Vom Erwachen

IM KINO Hélène Cattets und Bruno Forzanis „Amer“ erhebt das Ephemere zum weltfüllenden Ereignis

Ein Film, der seine Geschichte, seine Figuren in extreme Close-ups fragmentiert – und das visuell wie akustisch: Das ist das morbide Kinogedicht „Amer“. Selten hat ein Film so genau hingehört: knirschendes Leder, eine früh-sommerliche Brise, die über Haut streicht, das bisschen Spucke, das schmatzt, wenn eine Haarsträhne jugendlich verträumt in den Mundwinkel genommen wird, das Spiel mit den Zähnen eines Kamms.

„Amer“ erhebt das akustisch Ephemere des Alltags zum weltfüllenden Ereignis, zum ästhetischen Hochkonzentrat einer ungefilterten Wahrnehmung, von Dialogen indessen kaum gestört: Alles an „Amer“ ist übersensuell für die Textur der Dinge und ihrer Geräusche – Fetisch Kino/Kinofetisch. Hélène Cattet und Bruno Forzani, die beiden Regisseure, komponieren eine dunkle Welt aus kleinsten Ereignispartikeln und tauchen sie tief ein in satte Primärfarben.

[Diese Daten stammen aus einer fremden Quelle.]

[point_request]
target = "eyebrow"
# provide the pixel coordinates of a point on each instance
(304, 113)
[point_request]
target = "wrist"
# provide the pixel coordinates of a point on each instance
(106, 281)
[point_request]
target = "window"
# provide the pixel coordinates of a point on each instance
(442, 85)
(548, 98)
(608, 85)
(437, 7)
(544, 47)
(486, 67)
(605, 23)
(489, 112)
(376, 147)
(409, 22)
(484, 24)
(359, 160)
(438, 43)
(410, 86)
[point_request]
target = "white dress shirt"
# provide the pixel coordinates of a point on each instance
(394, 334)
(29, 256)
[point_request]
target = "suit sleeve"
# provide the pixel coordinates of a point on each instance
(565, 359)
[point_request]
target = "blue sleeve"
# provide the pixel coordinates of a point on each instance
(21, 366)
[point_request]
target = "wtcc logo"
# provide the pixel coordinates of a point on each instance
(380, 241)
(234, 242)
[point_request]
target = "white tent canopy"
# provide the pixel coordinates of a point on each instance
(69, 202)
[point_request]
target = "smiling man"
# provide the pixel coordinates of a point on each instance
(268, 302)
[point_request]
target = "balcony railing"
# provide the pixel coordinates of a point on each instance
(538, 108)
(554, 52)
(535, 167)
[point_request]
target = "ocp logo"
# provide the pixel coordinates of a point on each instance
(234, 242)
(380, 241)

Die Farben sind dem italienischen Genrekino entliehen, dem Giallo, dem italienischen Slasherfilm, als dessen postmoderne Reprise „Amer“ vermarktet wird. Gültigkeit besitzt dies lediglich für die musikalische Untermalung, die direkt aus verstaubten italienischen Archiven stammt. Ästhetisch und inhaltlich ist der Giallo aber lediglich Stichwortgeber und Motivfundus: Die spektakulär in Szene gesetzten Mordsequenzen des Giallo werden von „Amer“ aus der mitunter drögen Kriminalfilm-Rahmenhandlung als Attraktionsinseln freigelegt und als Gestaltungsprinzip für das eigene Ansinnen fruchtbar gemacht: Mit seinem unbedingten, auf die Spitze getriebenen Stilwillen eröffnet „Amer“ somit Bündnismöglichkeiten des alten Bahnhofskinos mit dem Experimental- und Avantgardefilm. Die Ameise, die munter aus einem Mädchennabel krabbelt, ist nicht nur dem sensualistischen Projekt des Films geschuldet, sondern auch ein direkter Gruß an Buñuels und Dalís „Andalusischen Hund“, die oft mechanistisch anmutende, zwischen Auge und Erblicktem rasch changierende Montage erinnert an die Filme des tschechischen Surrealisten Jan Švankmajer.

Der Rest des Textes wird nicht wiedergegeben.